Lawrence - Where people have looked, there is some indication that in a few individuals that you're getting reactivation of varicella zoster - that's the chickenpox virus - and indeed, looking back in the literature, some early manifestations of acute Covid were people presenting with shingles; but it doesn't seem to be a very common effect. So I think there's something a bit peculiar about EBV, and I suspect again, it's something to do with the way the virus is living in B cells. Incidentally, there's a preprint from a group in the States who have looked at this in detail, confirmed an association between EBV reactivation and Long Covid, but they also found a rather bizarre thing, which was those individuals who had evidence of CMV infection were relatively protected from Long Covid. So this is all rather mysterious and it's gonna take a lot more work with a large well-defined population to really understand what's going on.

Chris - And the other thing that was alluded to by Theo Voss at the beginning was that the really strong signal corresponding to women getting Long Covid. How does that square with what you are finding with EBV? Because that's equivalent in both boys and girls, men and women, isn't it, in terms of who carries it? So why would there be that sex difference?

Lawrence - Yeah, I think when you are looking at something that's so multifactorial, we know for instance that there's a similar association of autoimmunity in women with other types of syndromes and diseases. And indeed, even if you look at cancer, women mount much better anti-tumour immune responses. They seem to have a heightened immunity. And that's something to do with the sex hormones. It's something to do apparently with work that's shown increased autoimmunity shaped by the degree to which sex hormones influence the microbiome in the gut. So there's lots of, lots of handwaving here, but there, there is something peculiar about the immune response in women, and that doesn't manifest itself in terms of other EBV-associated diseases. But it is worth mentioning however, that there are these similarities between Long Covid and chronic fatigue syndrome. And many of us have been grappling with chronic fatigue syndrome for years and the role of EBV and again the fact that women are more commonly affected by chronic fatigue syndrome than men.

Chris - And in terms of what the future holds, what can we therefore say about the lightly outcome; if EBV is doing this and is driving at least a proportion of the cases, what's going to happen to these people? We, we heard earlier that about 15% of people get really persistent symptoms that don't seem to go away after years. Do you think there's something special about them and EBV's doing that, or do we just not know? Have we got any insights yet?

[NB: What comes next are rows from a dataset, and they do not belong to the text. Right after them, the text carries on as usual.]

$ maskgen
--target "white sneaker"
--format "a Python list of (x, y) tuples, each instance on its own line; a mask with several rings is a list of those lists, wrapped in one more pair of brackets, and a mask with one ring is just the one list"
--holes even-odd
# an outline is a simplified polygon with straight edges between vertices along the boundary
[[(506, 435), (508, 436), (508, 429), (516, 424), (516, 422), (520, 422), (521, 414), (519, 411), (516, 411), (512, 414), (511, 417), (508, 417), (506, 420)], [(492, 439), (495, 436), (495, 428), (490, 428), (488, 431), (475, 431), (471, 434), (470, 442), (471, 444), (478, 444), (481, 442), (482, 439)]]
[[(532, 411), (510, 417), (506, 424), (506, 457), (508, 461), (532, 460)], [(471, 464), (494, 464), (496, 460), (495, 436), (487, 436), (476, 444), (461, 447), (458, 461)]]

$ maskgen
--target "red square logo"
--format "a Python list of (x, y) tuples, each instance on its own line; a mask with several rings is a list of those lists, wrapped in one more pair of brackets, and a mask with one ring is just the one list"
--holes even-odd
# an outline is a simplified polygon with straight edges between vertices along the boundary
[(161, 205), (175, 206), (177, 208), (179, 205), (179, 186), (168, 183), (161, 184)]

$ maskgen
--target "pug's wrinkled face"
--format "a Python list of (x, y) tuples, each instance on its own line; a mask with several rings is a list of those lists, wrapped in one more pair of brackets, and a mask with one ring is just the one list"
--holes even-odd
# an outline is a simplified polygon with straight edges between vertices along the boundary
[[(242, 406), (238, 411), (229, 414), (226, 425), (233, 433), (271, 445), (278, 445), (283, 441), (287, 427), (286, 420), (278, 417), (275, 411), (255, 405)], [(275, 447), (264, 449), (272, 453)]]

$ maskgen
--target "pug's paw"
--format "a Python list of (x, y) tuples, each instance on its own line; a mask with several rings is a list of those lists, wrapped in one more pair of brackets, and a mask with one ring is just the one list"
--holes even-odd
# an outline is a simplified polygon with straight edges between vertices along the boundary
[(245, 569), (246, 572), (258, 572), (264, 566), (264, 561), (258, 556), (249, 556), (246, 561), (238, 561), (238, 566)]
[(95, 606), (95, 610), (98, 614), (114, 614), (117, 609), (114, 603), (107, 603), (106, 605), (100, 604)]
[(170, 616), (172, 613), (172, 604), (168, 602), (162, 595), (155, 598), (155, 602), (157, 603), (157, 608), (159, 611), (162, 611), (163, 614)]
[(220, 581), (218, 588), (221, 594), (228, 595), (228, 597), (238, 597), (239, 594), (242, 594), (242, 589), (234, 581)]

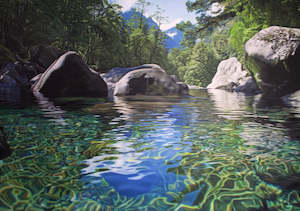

Lawrence - Not really. And I think, you know, sometimes the only way to deal with this is to think about are there possible ways of performing some interventional trials? Is there some way of looking at moderating the disease? So for instance, there's interesting work in multiple sclerosis using vaccination and EBV-specific adoptive T-cell therapy to control that particular disease. You wonder then whether or not if there is a subgroup of patients who have Long Covid as a consequence of EBV reactivation, is there some way of dealing with that? The problem I have with that is that it looks, it's a bit of a hit and run scenario because what we're not seeing in these patients with Long Covid is high levels of EBV reactivation ongoing. What we're seeing is like the history really; we're seeing in their blood historical reactivation of EBV. So in a way, if you're gonna control this particular virus, EBV, you'd have to do it in the acute context of Covid. But I think what we need to do is think about clever designs for looking at interventions and certainly what we need to do is study large numbers. A lot of the studies I've mentioning are somewhere involved in, are sadly just looking at a few hundred patients. We need to look at a few thousand.